How to Build a Media List For Your PR Strategy

Your media relations campaign will only be a strong as your media list. It won’t matter if you have the best media hook, the most engaging collateral, or an out-of-the-box PR strategy, if you don’t have a strong foundation for your media list then you are doing both yourself and your campaign a disservice.

Targeting the right outlets and contacts is critical to success and requires ongoing maintenance. Putting the time into creating and managing a smart media list will save you time later when pitching, as well as save time for the reporter on the receiving end of your email.

How do you go about building a smarter media list? I’ll walk you through a multi-step process to give your campaign a leg up to get the best results possible when building a list of print and online media contacts.

Part one: Determining the appropriate Media Tier

Understanding the different tiers of media is the first step in getting the best possible coverage for your product, service, or message.

  • Top Tier — Generally considered the Holy Grail of media efforts, Top Tier media consists of outlets with national reach and high circulation. These are the household names of traditional media such as The New York Times, USA Today, Wall Street Journal, and Washington Post among others.
  • Regional — Your news may be best served in specific metro markets. When developing your PR strategy, consider what areas of the country may be most interested in what you have to offer. Outlets like The Miami Herald, Chicago Tribune, or The Boston Globe could be a better fit for your story. More than that, these outlets may have a more specific audience that would make your media placement more significant.
  • Local — When your campaign needs to dive into a specific region with localized news, local outlets are the way to go. These outlets, like The Asbury Park Press, Washington City Paper, and Patch would be interested in news that impacts specific towns or regions.
  • Trade & Magazines — Think about your campaign. Is there are particular industry that would be interested in your story? If so, targeting trade magazines and editorial opportunities in magazines could be the way to go. Picking these reporters ensures that readers specifically interested in your story, despite location, could have the opportunity to see your placement.

Part two: Who’s Who of Reporters

Once you’ve identified your target outlets, you need to make sure you contact the right people!
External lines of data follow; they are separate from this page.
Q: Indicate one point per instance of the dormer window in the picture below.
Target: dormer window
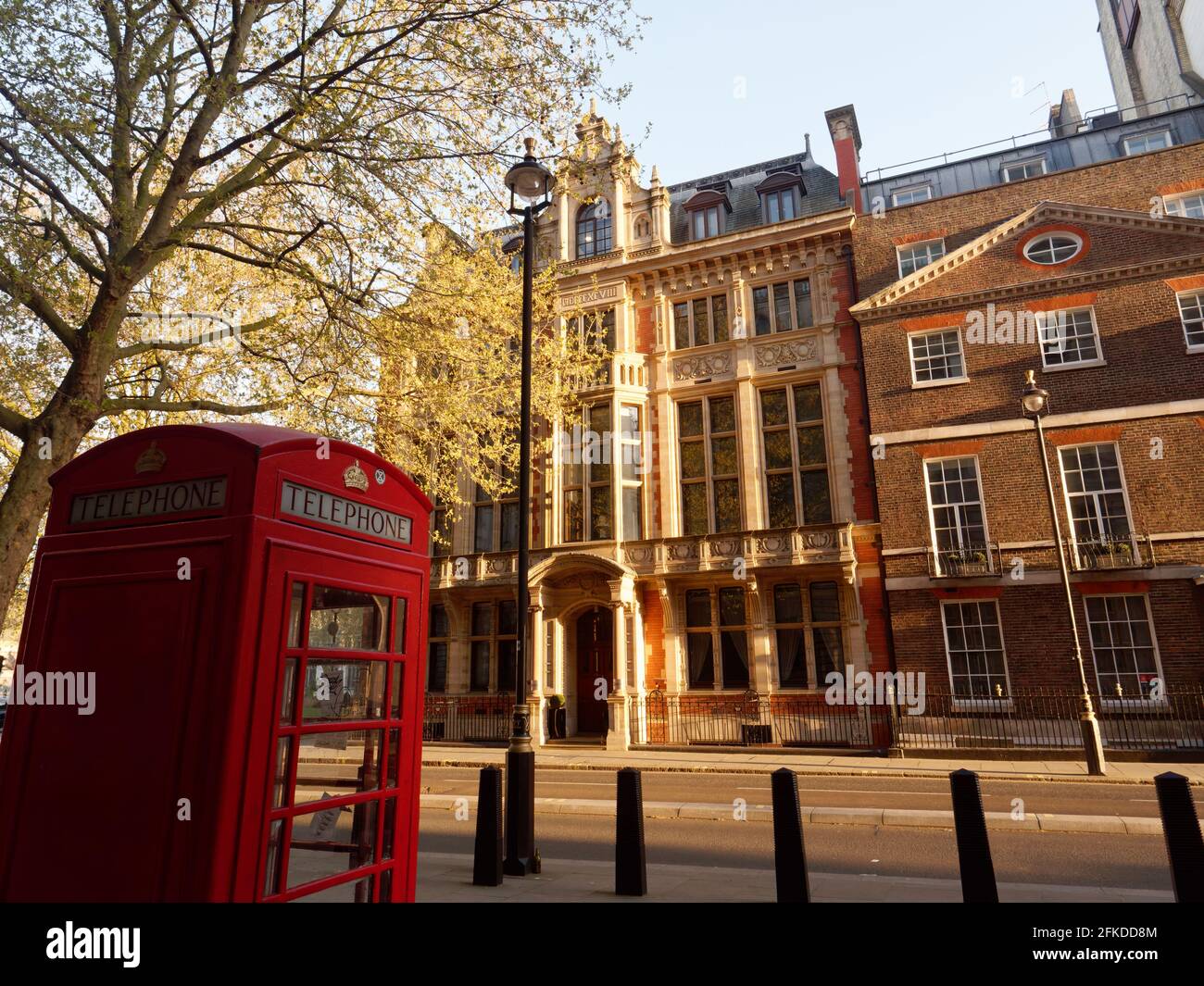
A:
(709, 211)
(594, 229)
(781, 196)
  • Reporters are employed to report news or conduct interviews for newspapers or broadcasts.
    • Assignment Reporters are contacts that you would reach out to for breaking news in a particular region.
    • Beat Reporters usually cover one to two specific topics and are therefore great contacts for your niche announcement.
  • Columnists are similar to reporters but insert their opinions into the news to make it relevant to the region, industry, etc.
  • Editors oversee a publication or section of an outlet and its writers.
    • Executive Editors are tasked with supervising the entire outlet and publication. Not the best contact for your campaign unless the outlet is very small.
    • Managing Editors oversee the daily operations of a department or outlet section (i.e. The Business Section).
    • Assignment Editors determine which writers cover which stories. These editors are the best contact for your media list.
    • Copy Editors handle grammar for reporters making sure each story is up to standards. I can’t imagine them enjoying your pitch too much.

Part three: Finding The Contact Information

After you identify the reporters, you need to figure out how to reach them. Services like Cision, PR Newswire’s Agility, and Muckrack will help you find preferred contact information. On a budget? Search on Twitter and LinkedIn!

Part Four: building your media list

Now that you’ve done the research, it’s time to actually build “the list.” Simply enough, create a spreadsheet. We use Google Docs so numerous team members can contribute to the spreadsheet, live. To make your media list a valuable resource, you should include the following items to make your media pitching experience seamless:

  • Name of outlet
  • First name + last name (keep separate for mail merge purposes)
  • Job title and beat
  • Phone number
  • Email
  • Twitter account, if possible
  • Links to recent coverage
  • A notes section for media pitching updates and reporter preferences.

Once you’ve created your list, it’s your responsibility to keep it up-to-date and relevant. We update our client media lists in Google Docs, in real time, all the time. Treat the list like a living, breathing document. Keep up to date with who is covering your client’s topic. Utilizing tools such as Google News & Alerts and The Skimm will allow you to keep tabs on reporters and opportunities to pitch current news. Boolean searches on Google will allow you to target specific key terms, as well as articles from a specific outlet. Be creative! Thinking of out-of-the-box outlets to pitch your story will help you generate unique media coverage.

Remember, reporters change hands and switch beats all the time—keeping tabs on them will keep you from looking foolish by contacting them once they’ve moved on to covering a completely different topic. To do this, flag and correct bounce-back emails in real time, update reporters based on feedback, and pay attention to out-of-office emails that may say if they have left the outlet.

Your media relations campaign depends on a strong media list. Make sure yours are in the best shape!